Excess 25-hydroxyvitamin D3 exacerbates tubulointerstitial injury in mice by modulating macrophage phenotype

Vitamin D hydroxylated at carbon 25 (25(OH)D) is generally recognized as a precursor of active vitamin D. Despite its low affinity for the vitamin D receptor (VDR), both deficient and excessive 25(OH)D levels are associated with poor clinical outcomes. Here we studied direct effects of 25(OH)D 3 on the kidney using 25(OH)D-1a-hydroxylase (CYP27B1) knockout mice.

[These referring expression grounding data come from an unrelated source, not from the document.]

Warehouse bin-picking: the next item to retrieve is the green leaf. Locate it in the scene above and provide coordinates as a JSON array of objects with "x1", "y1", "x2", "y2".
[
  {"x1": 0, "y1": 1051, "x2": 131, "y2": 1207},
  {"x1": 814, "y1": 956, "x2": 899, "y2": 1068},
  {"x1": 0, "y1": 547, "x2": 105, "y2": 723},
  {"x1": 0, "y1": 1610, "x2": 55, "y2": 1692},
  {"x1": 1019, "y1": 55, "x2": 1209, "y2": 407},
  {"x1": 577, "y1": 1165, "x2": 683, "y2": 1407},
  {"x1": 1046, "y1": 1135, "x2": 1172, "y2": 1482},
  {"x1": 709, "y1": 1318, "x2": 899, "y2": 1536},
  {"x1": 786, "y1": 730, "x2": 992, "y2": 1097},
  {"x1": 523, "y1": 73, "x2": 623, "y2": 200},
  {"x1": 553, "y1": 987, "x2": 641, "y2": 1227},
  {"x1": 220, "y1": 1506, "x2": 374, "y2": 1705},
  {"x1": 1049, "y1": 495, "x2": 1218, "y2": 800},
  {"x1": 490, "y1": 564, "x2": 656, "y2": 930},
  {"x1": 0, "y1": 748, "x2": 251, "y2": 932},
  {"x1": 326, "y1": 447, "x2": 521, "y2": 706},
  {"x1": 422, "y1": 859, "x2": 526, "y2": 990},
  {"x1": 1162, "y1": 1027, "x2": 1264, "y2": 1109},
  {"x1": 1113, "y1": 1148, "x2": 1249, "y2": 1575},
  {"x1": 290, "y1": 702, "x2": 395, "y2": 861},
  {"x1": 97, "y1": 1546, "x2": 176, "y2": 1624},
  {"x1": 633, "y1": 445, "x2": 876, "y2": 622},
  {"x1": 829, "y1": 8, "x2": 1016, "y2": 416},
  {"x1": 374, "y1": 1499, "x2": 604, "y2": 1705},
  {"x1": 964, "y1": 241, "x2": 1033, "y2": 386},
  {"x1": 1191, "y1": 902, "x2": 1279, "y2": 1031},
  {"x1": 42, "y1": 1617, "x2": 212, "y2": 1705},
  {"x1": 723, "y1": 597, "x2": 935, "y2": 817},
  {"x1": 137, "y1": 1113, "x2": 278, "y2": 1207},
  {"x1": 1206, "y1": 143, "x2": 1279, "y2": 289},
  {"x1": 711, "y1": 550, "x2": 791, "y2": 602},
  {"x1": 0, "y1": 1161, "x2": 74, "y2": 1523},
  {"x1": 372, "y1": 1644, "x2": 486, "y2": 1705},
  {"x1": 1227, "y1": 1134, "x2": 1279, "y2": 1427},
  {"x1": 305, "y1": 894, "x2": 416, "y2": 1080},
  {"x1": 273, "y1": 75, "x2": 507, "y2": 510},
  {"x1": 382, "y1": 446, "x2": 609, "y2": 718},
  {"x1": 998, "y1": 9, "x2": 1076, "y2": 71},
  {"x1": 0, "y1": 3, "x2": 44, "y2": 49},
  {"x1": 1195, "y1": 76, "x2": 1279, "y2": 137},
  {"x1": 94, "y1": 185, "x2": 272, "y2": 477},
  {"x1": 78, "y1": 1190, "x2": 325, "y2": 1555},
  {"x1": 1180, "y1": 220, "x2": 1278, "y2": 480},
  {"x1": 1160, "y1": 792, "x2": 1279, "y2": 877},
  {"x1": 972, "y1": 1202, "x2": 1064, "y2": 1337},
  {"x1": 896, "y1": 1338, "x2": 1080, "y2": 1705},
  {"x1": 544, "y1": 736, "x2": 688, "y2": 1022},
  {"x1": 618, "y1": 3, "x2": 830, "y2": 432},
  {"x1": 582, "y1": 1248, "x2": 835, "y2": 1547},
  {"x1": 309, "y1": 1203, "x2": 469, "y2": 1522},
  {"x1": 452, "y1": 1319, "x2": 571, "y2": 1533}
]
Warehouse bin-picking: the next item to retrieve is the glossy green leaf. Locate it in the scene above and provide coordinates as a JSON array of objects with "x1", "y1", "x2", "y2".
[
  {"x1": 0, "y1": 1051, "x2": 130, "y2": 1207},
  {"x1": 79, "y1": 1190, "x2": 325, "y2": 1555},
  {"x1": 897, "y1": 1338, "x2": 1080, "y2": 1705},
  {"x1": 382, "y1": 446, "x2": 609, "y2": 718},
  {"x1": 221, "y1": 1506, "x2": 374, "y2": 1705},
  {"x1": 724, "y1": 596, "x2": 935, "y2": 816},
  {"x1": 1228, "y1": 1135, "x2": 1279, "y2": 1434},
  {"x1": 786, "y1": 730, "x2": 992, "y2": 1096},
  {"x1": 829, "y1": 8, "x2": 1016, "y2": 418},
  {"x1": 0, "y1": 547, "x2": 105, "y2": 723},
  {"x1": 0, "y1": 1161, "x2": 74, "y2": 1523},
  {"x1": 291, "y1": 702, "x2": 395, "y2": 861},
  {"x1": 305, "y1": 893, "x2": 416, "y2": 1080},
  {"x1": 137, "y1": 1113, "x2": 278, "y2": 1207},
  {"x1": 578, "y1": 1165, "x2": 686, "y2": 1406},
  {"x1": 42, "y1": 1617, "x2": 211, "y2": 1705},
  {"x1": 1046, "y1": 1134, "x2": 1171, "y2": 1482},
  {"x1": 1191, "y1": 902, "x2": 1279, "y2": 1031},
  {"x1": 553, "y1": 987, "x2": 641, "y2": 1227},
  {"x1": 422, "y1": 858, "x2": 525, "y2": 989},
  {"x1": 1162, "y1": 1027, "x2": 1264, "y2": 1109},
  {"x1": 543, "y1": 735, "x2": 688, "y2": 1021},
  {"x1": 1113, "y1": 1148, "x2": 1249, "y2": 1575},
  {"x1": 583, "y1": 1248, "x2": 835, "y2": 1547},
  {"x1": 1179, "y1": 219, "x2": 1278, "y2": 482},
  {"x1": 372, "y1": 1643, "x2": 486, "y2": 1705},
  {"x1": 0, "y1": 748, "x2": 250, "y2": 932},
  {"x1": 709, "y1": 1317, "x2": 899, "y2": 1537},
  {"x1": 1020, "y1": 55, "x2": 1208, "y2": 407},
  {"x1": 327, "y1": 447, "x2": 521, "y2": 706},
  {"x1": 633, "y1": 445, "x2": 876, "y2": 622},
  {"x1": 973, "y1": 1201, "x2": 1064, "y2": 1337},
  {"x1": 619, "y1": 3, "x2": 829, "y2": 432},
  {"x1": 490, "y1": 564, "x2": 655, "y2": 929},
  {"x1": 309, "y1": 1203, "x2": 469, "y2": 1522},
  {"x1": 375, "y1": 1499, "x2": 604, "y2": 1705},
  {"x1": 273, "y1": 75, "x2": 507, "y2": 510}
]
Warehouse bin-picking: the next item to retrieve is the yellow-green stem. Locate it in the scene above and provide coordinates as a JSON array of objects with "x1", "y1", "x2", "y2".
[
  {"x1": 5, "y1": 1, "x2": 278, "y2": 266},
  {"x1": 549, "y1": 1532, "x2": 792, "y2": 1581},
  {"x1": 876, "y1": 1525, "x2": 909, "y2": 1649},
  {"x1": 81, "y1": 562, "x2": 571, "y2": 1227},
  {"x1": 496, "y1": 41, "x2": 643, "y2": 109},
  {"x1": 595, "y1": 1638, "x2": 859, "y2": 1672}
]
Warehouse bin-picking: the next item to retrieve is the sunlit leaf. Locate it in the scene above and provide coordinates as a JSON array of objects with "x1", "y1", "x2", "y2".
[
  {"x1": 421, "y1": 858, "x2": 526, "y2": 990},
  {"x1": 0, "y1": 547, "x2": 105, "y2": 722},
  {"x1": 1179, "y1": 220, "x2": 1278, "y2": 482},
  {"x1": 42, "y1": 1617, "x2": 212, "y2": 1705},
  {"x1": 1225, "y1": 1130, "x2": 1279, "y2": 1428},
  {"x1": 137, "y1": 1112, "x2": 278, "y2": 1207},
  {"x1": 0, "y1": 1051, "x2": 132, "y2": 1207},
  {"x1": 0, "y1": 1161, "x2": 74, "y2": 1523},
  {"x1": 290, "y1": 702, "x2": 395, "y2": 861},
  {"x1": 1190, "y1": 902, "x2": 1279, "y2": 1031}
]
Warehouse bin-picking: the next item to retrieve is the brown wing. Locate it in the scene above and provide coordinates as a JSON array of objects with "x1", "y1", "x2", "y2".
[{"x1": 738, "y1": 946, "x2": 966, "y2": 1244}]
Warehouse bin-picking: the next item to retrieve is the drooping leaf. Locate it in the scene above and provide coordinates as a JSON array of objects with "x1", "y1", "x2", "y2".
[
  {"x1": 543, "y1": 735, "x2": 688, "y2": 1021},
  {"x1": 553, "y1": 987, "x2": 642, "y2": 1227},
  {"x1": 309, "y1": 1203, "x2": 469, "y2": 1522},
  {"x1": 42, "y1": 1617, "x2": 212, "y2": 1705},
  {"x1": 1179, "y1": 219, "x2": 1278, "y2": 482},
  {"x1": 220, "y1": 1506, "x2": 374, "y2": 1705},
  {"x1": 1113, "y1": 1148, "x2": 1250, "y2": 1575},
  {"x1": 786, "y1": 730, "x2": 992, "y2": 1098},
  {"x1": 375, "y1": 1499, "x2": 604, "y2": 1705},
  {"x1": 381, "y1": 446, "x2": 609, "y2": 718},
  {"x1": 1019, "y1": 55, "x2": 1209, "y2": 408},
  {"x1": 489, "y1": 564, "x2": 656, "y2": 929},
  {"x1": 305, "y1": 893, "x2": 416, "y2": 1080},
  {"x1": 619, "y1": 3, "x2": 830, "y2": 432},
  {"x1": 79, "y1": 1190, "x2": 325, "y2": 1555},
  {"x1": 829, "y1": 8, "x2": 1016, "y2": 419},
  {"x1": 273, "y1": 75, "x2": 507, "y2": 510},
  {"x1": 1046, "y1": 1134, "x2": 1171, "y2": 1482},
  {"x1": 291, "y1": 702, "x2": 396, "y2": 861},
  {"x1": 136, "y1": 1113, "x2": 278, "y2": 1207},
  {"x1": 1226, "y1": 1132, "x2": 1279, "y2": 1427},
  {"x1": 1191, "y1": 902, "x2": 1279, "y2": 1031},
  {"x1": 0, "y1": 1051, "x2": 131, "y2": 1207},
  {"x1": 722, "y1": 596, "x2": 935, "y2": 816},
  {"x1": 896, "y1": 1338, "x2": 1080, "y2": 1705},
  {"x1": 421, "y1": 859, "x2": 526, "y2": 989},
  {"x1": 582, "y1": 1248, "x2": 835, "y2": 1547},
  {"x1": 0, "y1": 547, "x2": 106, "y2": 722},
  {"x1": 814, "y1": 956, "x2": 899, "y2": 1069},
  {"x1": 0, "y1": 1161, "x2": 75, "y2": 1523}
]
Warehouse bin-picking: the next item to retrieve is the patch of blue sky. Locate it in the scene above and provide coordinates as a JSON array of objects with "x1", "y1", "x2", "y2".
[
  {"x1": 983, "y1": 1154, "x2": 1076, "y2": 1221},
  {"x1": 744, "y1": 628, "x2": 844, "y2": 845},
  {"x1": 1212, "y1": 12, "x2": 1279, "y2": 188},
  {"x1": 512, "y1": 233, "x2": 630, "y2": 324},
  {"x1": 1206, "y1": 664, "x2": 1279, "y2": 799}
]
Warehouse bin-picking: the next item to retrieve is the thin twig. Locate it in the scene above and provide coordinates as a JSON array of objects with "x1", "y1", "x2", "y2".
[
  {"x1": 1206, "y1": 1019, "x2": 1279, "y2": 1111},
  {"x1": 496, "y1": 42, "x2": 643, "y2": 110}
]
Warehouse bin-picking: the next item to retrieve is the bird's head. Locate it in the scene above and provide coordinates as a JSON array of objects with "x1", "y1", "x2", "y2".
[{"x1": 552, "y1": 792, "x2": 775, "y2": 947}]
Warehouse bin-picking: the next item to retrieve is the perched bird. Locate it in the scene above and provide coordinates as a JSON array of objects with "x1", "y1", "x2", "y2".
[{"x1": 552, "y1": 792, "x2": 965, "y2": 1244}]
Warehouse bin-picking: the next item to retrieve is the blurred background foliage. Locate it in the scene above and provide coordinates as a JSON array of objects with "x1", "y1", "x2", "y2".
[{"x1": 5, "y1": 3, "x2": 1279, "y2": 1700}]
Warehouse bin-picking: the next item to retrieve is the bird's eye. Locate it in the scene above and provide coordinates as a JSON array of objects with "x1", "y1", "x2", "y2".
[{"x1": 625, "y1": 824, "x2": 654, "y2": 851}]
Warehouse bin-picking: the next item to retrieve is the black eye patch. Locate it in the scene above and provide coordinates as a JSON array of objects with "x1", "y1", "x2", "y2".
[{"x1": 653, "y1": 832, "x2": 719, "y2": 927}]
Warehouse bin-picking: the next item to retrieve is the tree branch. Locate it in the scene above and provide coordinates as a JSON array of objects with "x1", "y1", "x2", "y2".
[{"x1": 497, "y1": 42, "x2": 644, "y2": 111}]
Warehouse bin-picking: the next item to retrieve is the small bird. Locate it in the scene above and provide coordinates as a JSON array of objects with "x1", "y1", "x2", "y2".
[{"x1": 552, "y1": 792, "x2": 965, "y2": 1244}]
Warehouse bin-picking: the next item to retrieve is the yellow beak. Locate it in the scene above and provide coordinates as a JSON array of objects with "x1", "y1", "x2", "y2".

The effects of 25(OH)D 3 on unilateral ureteral obstruction were analyzed as proximal tubular cells and macrophages are two major cell types that take up 25(OH)D and contribute to the pathogenesis of kidney injury. Excess 25(OH)D 3 in obstructed mice worsened oxidative stress and tubulointerstitial fibrosis, whereas moderate levels of 25(OH)D 3 had no effects. The exacerbating effects of excess 25(OH)D 3 were abolished in CYP27B1/VDR double-knockout mice and in macrophage-depleted CYP27B1 knockout mice. Excess 25(OH)D3 upregulated both M1 marker (TNF-α) and M2 marker (TGF-β1) levels of kidney-infiltrating macrophages. In vitro analyses verified that excess 25(OH)D 3 directly upregulated TNF-α and TGF-β1 in cultured macrophages but not in tubular cells. TNF-α and 25(OH)D 3 cooperatively induced oxidative stress by upregulating iNOS in tubular cells. Aggravated tubulointerstitial fibrosis in mice with excess 25(OH)D 3 indicated that macrophage-derived TGF-β1 also had a key role in the pathogenesis of surplus 25(OH)D3. Thus, excess 25(OH)D 3 worsens tubulointerstitial injury by modulating macrophage phenotype.